State to tighten oversight of intl NGOs
Updated: 2012-09-21 02:04
By He Dan (China Daily)
By amending existing law, China will set clear rules for international NGOs to register on the mainland and will strengthen supervision of their activities.
Li Liguo, minister of civil affairs, made the announcement at a news conference in Beijing on Thursday.
The Chinese government recognizes the contributions of international NGOs in China's economic and social development and praises their contributions in fields like culture, education, health and poverty alleviation, Li said.
However, he added, the public and Chinese government also find some international NGOs conducting illegal activities in the country.
"Therefore, improving the registration and management of international nongovernmental organizations' activities in China is imperative," he said.
Existing regulations have loopholes that stipulate rules only for foreign foundations setting up offices on the mainland, he stressed.
The specific do's and don'ts for international NGOs' activities on the mainland will be added as the government amends the three management regulations for three types of NGOs — foundations, non-enterprise work units and social associations, he said.
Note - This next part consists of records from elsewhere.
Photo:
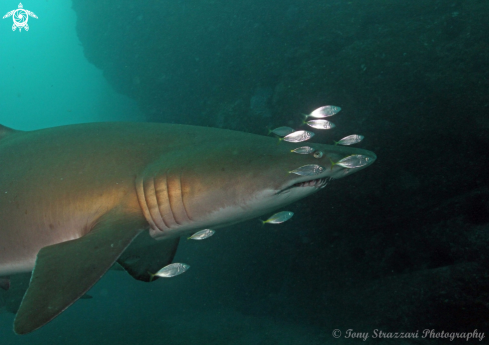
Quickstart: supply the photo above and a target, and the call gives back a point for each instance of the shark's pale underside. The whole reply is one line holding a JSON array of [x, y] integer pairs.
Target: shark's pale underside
[[76, 199]]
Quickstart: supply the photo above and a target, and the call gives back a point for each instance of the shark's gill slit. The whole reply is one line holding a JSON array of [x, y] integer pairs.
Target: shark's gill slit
[[162, 224], [152, 202], [170, 194], [143, 201], [183, 201]]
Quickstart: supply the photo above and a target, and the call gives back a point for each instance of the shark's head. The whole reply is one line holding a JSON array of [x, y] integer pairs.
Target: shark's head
[[234, 180]]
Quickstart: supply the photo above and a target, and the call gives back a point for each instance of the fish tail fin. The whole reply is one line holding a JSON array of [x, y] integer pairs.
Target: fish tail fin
[[152, 276], [332, 163]]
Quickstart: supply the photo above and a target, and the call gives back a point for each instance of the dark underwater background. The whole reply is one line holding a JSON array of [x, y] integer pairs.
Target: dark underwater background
[[399, 247]]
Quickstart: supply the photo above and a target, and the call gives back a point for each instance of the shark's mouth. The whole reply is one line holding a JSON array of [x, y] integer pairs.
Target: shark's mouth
[[319, 183]]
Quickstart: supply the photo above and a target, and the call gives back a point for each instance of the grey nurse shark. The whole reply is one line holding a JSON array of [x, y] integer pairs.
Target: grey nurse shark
[[76, 199]]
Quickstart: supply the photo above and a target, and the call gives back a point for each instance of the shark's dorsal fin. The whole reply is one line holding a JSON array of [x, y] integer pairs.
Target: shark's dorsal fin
[[64, 272], [145, 254], [6, 131]]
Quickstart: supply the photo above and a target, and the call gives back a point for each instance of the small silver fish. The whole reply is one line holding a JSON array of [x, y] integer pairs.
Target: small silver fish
[[326, 111], [350, 140], [202, 234], [308, 170], [303, 150], [281, 131], [298, 136], [320, 124], [172, 270], [278, 218], [353, 161]]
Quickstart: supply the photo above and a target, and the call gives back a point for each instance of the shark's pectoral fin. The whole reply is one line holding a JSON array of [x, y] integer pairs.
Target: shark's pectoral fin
[[145, 254], [66, 271]]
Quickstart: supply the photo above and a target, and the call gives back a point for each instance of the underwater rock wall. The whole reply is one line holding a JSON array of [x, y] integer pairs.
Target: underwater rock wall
[[412, 76]]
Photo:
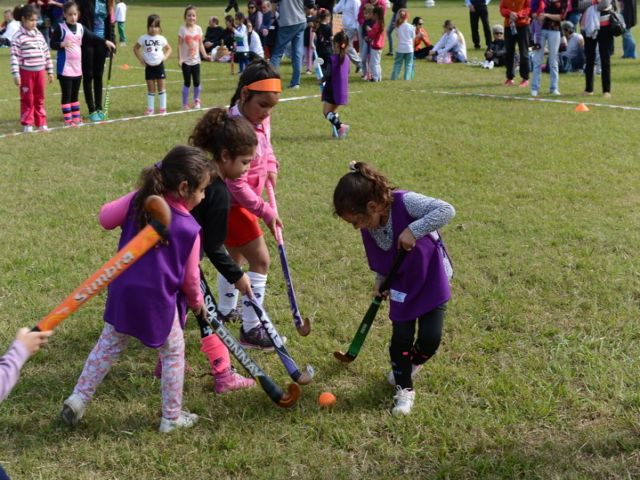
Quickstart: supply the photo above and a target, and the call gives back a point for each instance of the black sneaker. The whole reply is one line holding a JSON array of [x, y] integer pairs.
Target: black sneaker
[[231, 317], [256, 338]]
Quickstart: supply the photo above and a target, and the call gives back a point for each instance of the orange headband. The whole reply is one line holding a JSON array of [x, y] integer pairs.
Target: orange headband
[[267, 85]]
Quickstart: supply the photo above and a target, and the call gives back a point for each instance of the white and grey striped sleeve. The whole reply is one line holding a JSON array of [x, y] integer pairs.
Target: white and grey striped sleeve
[[430, 213]]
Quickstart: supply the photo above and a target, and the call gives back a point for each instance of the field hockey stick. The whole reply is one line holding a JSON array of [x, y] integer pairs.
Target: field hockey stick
[[210, 324], [107, 95], [367, 321], [127, 256], [303, 326], [303, 378]]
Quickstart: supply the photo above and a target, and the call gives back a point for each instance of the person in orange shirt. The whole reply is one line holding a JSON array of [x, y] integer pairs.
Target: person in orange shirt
[[516, 15], [421, 43]]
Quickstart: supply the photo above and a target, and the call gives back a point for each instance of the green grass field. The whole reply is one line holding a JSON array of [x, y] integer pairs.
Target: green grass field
[[537, 373]]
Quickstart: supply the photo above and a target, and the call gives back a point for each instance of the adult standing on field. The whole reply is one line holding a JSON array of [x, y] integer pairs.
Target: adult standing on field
[[291, 25], [349, 10], [516, 26], [97, 16], [629, 12], [478, 11]]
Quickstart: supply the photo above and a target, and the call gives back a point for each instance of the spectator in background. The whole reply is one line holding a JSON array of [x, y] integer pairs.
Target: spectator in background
[[628, 8], [291, 24], [478, 11]]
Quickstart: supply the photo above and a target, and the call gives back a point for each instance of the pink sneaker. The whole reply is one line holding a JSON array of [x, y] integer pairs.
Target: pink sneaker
[[230, 381]]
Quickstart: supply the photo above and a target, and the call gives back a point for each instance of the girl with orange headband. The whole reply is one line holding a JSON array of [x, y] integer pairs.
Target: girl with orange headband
[[257, 93], [335, 90]]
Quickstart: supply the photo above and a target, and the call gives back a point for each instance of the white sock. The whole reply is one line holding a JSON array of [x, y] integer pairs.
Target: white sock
[[162, 98], [258, 285], [227, 295]]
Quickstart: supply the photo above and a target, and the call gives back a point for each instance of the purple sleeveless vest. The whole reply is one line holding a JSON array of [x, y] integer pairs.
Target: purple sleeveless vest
[[421, 283], [143, 300]]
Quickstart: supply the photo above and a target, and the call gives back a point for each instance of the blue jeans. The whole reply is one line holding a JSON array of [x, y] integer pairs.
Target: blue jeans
[[295, 35], [628, 44], [552, 38]]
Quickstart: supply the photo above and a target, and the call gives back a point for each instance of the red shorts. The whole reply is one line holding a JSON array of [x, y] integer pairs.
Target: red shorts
[[242, 227]]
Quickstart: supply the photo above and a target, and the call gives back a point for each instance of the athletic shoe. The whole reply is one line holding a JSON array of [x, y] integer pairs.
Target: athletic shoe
[[95, 116], [230, 381], [73, 410], [414, 371], [403, 401], [343, 130], [256, 338], [185, 420], [231, 317]]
The media last year exposed a series of scandals in the philanthropic sector, some involving prestigious organizations such as the Red Cross Society of China and the China Charity Federation.
As the top supervisory organ for NGOs including charitable organizations, Jiang Li, vice-minister of civil affairs, pledged that the Ministry of Civil Affairs will step in and conduct further investigations and deliver proper punishment to illegal activities of NGOs whenever the media expose them.
Jiang also attended the news conference at the State Council's Information Office on Thursday.
As the authority of NGO registration, the Ministry of Civil Affairs conducts annual inspection on NGOs' financial situations, internal governance and vital information disclosure, especially in terms of fundraising activities.
Jiang added that the ministry also requires a qualified third-party institute to audit the financial reports of NGOs and give star ratings for NGOs based on an independent organization's evaluation on their annual performances.
Deng Guosheng, director of the NGO research center at Tsinghua University, believes that the government's annual inspection play a "limited" role in monitoring NGOs effectively.
"The yearly official check is heavily relying on the information that NGOs filled in the form. Therefore, it leaves freedom for NGOs to manipulate the information," he said.
In addition, it is also questionable how independent a third party in evaluation work can be when work is usually government-dominated, he added.